El año pasado visitaron la capital de Cataluña 4,5 millones de turistas, algo así como 3 veces su población. Y eso evidentemente nos parecía muy poco, porque en el 2019 habían sido la arrolladora cifra de 12 millones. Automáticamente en la medida en que esta Semana Santa y los primeros fines de semana de la primavera demuestran que el turismo ha vuelto con fuerza, se han reproducido los conflictos. Cuando las plazas de los hoteles han llegado a estar ocupadas en un 85%, los problemas se han vuelto a hacer evidentes, aunque más que las plazas hoteleras, son la variable independiente del apartamento turístico, donde está la raíz del problema que tiene en el low cost su punta de lanza.
El exceso de turismo, o su falta de regulación, o la abundancia del low cost amarga la vida cotidiana de los vecinos de Barcelona concentrados en unos barrios concretos, como son el Gòtic, el Raval, la Barceloneta, y genera aglomeraciones propias del Metro en hora punta en las áreas emblemáticas de la ciudad.
Han vuelto las rutas de la borrachera, han vuelto las fiestas en los pisos turísticos, la ocupación y las prácticas incívicas del espacio público. Nada ha cambiado. La pregunta es qué ha hecho Colau en estos 2 años para conseguir reorientar el turismo. La respuesta es evidente: nada.
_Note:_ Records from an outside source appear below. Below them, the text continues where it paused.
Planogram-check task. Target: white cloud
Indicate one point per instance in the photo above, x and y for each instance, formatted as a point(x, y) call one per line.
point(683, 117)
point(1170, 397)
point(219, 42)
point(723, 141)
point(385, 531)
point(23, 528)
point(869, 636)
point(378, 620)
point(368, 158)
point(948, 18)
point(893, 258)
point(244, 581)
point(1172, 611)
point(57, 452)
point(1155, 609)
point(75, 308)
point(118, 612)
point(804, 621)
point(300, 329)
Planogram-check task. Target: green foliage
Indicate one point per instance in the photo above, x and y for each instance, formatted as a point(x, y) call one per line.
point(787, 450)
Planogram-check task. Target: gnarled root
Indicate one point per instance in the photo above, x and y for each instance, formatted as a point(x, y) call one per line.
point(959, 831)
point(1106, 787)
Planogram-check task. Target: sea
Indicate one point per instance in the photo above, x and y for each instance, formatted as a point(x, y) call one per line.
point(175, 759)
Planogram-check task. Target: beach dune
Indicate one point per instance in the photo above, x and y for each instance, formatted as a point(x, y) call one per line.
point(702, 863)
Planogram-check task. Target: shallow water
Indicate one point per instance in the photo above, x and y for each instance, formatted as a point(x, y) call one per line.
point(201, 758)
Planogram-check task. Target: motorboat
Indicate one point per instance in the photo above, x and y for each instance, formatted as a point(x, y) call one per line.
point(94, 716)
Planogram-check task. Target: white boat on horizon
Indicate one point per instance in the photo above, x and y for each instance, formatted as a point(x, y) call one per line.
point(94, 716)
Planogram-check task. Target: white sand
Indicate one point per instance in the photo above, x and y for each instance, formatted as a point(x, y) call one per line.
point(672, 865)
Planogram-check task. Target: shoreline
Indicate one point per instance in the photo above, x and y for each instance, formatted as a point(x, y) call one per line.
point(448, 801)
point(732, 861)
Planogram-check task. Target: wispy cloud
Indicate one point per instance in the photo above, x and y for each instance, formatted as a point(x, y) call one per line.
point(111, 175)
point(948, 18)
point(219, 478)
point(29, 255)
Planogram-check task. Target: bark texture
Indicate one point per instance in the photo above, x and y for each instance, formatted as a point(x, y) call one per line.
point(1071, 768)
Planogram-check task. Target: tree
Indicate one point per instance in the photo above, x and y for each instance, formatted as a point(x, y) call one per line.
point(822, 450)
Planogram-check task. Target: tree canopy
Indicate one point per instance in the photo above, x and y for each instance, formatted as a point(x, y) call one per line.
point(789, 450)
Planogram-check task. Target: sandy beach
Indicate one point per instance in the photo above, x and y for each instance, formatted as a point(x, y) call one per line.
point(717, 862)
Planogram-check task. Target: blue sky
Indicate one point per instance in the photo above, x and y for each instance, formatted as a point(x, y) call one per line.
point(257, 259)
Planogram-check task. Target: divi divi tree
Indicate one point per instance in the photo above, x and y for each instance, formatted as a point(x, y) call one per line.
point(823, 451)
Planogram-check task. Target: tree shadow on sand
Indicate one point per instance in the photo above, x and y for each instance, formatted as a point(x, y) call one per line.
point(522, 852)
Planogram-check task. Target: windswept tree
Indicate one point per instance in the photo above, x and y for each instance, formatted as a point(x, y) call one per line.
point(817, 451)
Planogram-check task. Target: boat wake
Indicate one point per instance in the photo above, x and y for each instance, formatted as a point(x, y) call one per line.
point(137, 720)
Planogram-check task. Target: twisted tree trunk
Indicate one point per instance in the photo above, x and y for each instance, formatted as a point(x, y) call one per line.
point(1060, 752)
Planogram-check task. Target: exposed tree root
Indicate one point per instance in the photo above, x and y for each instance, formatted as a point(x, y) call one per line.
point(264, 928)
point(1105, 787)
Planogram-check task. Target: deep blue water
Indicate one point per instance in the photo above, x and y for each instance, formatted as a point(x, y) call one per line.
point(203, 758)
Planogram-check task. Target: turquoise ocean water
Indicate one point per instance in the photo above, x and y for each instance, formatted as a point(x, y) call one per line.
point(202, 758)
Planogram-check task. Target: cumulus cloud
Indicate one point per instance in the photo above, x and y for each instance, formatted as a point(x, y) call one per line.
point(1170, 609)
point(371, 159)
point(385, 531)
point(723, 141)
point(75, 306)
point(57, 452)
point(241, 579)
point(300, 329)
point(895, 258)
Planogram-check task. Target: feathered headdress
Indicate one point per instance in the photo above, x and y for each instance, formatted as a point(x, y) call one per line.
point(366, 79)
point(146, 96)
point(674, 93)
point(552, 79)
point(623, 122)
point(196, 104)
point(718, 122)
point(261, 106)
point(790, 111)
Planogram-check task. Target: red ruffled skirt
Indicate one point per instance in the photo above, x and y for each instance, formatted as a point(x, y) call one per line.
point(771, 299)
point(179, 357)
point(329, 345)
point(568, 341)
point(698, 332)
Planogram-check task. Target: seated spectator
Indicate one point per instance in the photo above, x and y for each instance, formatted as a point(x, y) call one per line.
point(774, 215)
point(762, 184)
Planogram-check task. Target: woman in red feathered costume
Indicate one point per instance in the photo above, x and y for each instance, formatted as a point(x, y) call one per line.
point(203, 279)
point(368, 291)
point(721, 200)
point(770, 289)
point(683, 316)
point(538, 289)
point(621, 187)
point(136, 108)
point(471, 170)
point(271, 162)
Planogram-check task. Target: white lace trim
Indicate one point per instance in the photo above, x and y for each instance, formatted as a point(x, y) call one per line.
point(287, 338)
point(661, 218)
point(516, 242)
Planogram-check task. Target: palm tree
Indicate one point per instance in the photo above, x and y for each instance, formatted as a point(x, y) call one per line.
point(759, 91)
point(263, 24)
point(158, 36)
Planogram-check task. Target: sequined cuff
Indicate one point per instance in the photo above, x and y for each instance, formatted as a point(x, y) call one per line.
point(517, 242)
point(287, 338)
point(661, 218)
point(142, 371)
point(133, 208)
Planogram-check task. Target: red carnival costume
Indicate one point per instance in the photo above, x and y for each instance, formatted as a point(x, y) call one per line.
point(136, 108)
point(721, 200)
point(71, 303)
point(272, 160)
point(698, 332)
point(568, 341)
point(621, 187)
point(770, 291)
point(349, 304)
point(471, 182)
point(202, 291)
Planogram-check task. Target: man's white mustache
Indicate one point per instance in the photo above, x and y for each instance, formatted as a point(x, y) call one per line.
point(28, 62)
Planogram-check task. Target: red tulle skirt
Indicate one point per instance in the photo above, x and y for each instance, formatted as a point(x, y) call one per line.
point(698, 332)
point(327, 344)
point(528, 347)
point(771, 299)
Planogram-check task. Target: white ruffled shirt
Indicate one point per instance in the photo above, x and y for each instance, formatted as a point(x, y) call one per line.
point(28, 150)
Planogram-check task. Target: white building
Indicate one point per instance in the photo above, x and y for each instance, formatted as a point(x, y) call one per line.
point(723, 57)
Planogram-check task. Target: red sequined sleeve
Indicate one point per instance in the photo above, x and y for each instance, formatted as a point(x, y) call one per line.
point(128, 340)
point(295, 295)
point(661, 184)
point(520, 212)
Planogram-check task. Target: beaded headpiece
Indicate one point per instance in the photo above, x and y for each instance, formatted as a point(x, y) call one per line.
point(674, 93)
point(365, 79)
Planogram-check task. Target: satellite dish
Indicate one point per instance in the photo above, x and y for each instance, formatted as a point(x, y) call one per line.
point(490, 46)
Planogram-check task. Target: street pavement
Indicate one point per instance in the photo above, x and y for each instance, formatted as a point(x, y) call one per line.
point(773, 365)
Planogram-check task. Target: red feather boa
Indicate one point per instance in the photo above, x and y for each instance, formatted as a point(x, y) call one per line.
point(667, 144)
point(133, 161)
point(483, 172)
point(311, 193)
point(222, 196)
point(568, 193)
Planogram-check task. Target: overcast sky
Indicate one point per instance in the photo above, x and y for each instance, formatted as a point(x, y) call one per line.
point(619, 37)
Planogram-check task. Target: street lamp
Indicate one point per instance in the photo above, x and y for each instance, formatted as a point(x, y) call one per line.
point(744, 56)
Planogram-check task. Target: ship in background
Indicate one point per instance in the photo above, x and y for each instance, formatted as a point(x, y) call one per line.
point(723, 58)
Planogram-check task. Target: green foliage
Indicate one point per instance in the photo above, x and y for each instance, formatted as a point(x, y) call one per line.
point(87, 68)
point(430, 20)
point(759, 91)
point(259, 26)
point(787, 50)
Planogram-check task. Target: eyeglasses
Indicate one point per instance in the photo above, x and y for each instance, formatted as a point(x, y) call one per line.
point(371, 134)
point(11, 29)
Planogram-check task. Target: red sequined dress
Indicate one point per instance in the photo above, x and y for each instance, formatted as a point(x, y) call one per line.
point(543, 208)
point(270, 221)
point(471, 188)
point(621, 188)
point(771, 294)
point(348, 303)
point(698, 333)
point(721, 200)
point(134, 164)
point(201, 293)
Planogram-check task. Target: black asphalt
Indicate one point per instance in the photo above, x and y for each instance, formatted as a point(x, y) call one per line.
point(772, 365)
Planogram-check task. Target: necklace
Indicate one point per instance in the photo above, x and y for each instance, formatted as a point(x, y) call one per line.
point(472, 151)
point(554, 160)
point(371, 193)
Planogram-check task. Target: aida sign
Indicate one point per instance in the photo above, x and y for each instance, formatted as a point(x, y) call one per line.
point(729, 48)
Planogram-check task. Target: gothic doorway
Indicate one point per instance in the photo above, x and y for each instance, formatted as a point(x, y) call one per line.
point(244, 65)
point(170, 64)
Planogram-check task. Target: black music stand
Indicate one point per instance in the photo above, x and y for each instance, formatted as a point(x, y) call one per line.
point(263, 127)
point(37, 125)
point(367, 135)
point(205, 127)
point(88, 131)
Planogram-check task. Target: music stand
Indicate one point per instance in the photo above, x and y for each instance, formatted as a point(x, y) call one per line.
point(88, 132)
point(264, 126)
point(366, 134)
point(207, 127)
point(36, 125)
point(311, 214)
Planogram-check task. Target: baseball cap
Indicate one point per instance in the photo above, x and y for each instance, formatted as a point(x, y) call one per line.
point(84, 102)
Lo más lamentable del caso es que ella se presentó por primera vez bajo dos banderas: la del exceso de turismo que destruía los barrios, y la falta de vivienda. Han pasado los años y los problemas siguen igual y ahora empeoran porque a todo este proceso, se añade la degradación urbana que acerca cada vez más Barcelona a una imagen marsellesa y, en algunos barrios, napolitana, y que al mismo tiempo ha entregado todo el centro de la ciudad a la homogeneidad de las franquicias internacionales, mientras que el comercio propio y la tradición, lo que da consistencia a una urbe, se bate en retirada. Nunca como ahora Barcelona había estado en manos de los grandes grupos internacionales.
La que gobierna no es la izquierda transformadora, sino la izquierda caniche y si esto ocurre con el turismo y la vivienda, el círculo vicioso también se hace presente en muchos otros aspectos. El botellón es otro caso de impotencia municipal, como lo es la extensión creciente de la infravivienda, o los grandes agujeros urbanísticos, como la cobertura de la Ronda de Dalt o la solución para una degradada vía, en un pasado reciente tan céntrica, como la Ronda de Sant Antoni.
Colau no aporta soluciones y al mismo tiempo presenta los inconvenientes acelerados de los cargos que viven rodeados por sus propios adeptos que les alejan de la realidad. Su discurso, cada vez más agresivo contra quienes discrepan de ella, se sitúa en planteamientos muy alejados de los problemas de la vida cotidiana de la ciudad. El feminismo agresivo, las identidades de género, los transexuales, éste es el único terreno en el que parece que Colau se mueve con comodidad, pero claro no arregla las dificultades que se encuentran en el funcionamiento diario de Barcelona sus vecinos y los que vienen a trabajar.